# Plotting Newspaper Data
An example of how to use the eLuxemburgensia digital collection and plotting to visually display data.

This project uses Jupyter Notebooks to encapsulate all information regarding the project. The notebook requests a date range from the user. It then uses those dates to select a list of newspapers published during that time period. The newspapers are then plotted showing their publishing density over time.

## Requirements
* Python 3.12
* [requests](https://pypi.org/project/requests/): HTTP library to run HTTP requests
* [pandas](https://pandas.pydata.org/): format the output into tabular layout that can be read by seaborn to plot the data
* [matplotlib](https://matplotlib.org/): customising the plot - figure size, title, etc.
* [seaborn](https://seaborn.pydata.org/index.html): plotting the newspaper density

In [None]:
%pip install requests
%pip install pandas
%pip install matplotlib
%pip install seaborn

In [None]:
from datetime import datetime
import requests
import pandas as pd
import seaborn as sns
import matplotlib.pyplot as plt

In [None]:
# Request the start date from the user   
while (True):
    input_date = input("Enter the start date (dd/mm/yyyy):")
    try:
        start_date_value = datetime.strptime(input_date,'%d/%m/%Y')
        break
    except:
        print("Please enter a valid date in the format dd/mm/yyyy.")
        

In [None]:
# Request the end date from the user
while (True):
    input_date = input("Enter the end date (dd/mm/yyyy):")
    try:
        end_date_value = datetime.strptime(input_date,'%d/%m/%Y')
        break
    except:
        print("Please enter a valid date in the format dd/mm/yyyy.")

In [None]:
# get the BnL eluxembourgensia collection
elux_collection = requests.get("https://viewer.eluxemburgensia.lu/api/viewer2/cms/v2/digitalcollections")
elux_collection = elux_collection.json()

In [None]:
filtered_newspapers = []
df_first = True
for newspaper in elux_collection["data"]:
    newspaper_dict = {}
    newspaper_paperid = newspaper["paperid"]
    newspaper_start_date = newspaper["startdate"]
    try:
        newspaper_end_date = newspaper["enddate"]
        newspaper_end_date_print = newspaper_end_date
    except:
        # if no end date, we set the end date to 9999-12-31 in order to be able to easily compare the dates
        newspaper_end_date = "9999-12-31"
        # but we don't want to print 9999-12-31 so we set the print end date to an empty string
        newspaper_end_date_print = ""
        
    if newspaper_start_date <= end_date_value.strftime("%Y-%m-%d") and newspaper_end_date >= start_date_value.strftime("%Y-%m-%d"):
        newspaper_countbyyear_result = requests.get("https://viewer.eluxemburgensia.lu/api/viewer2/collections/" + newspaper_paperid + "/countByYear")
        newspaper_countbyyear = newspaper_countbyyear_result.json()
        # if the api returned data for the given paperid, then store it in the list of chosen newspapers
        # and concatenate the count by year data to the dataframe that will be used for plotting
        if newspaper_countbyyear["status"] == "OK":
            # only keep data for the years we are interested in
            countbyyear_data = []
            for data_entry in newspaper_countbyyear["data"]:
                if data_entry["year"] >= start_date_value.year and data_entry["year"] <= end_date_value.year:
                    countbyyear_data.append(data_entry)
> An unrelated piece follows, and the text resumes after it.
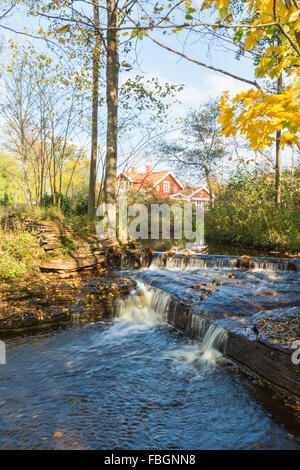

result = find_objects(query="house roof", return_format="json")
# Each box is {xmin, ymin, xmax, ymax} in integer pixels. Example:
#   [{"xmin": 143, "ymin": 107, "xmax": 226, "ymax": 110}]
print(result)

            # if nothing in the county by year data then skip this newspaper and move to the next one.
            # this shouldn't happen since we've already checked that the newspaper was published during our selected time frame.
            if len(countbyyear_data) == 0:
                break
                
            countbyyear_df = pd.DataFrame(countbyyear_data, columns=["year", "n"])
            countbyyear_df.insert(0,"Title",newspaper["title"])
            newspaper_dict = {'Title': newspaper["title"], 'PaperId': newspaper_paperid, 'Start Date': newspaper_start_date, 'End Date': newspaper_end_date_print, 'CountByYear':  newspaper_countbyyear["data"]}                 
            filtered_newspapers.append(newspaper_dict)
            # if this is the first entry, simply create a new dataframe
            if df_first:
                final_df = pd.DataFrame(countbyyear_df)
                df_first = False
            else:
                # concatenate the new dataframe to the final dataframe that includes all chosen newspapers 
                final_df = pd.concat([final_df, countbyyear_df], ignore_index=True)

In [None]:
# As the violin plot counts the number of entries per year, 
# repeat years by number of issues to weight the distribution
# so if a newspaper had 50 issues in a year, that year is repeated 50 times
weighted_data = final_df.loc[final_df.index.repeat(final_df["n"])].reset_index(drop=True)

In [None]:
plt.figure(figsize=(14, 8))
sns.violinplot(data=weighted_data,x="year", y="Title", inner=None, density_norm="count", cut=0)
plt.title("Newspaper Issue Density Over Time for Newspapers published between " + start_date_value.strftime('%d/%m/%Y') + " and " + end_date_value.strftime('%d/%m/%Y') )
plt.xlabel("Year")
plt.ylabel("Newspaper Title")
plt.tight_layout()
plt.grid(True,axis='x', linestyle='--', alpha=0.3)

In [None]:
plt.figure(figsize=(15, 10))
sns.barplot(data=final_df,x="n", y="Title", hue="year", errorbar=None)
plt.title("Newspaper Issue Density Over Time for Newspapers published between " + start_date_value.strftime('%d/%m/%Y') + " and " + end_date_value.strftime('%d/%m/%Y') )
plt.xlabel("Number of Issues")
plt.ylabel("Newspaper Title")
plt.grid(True, axis='x', linestyle='--', alpha=0.3)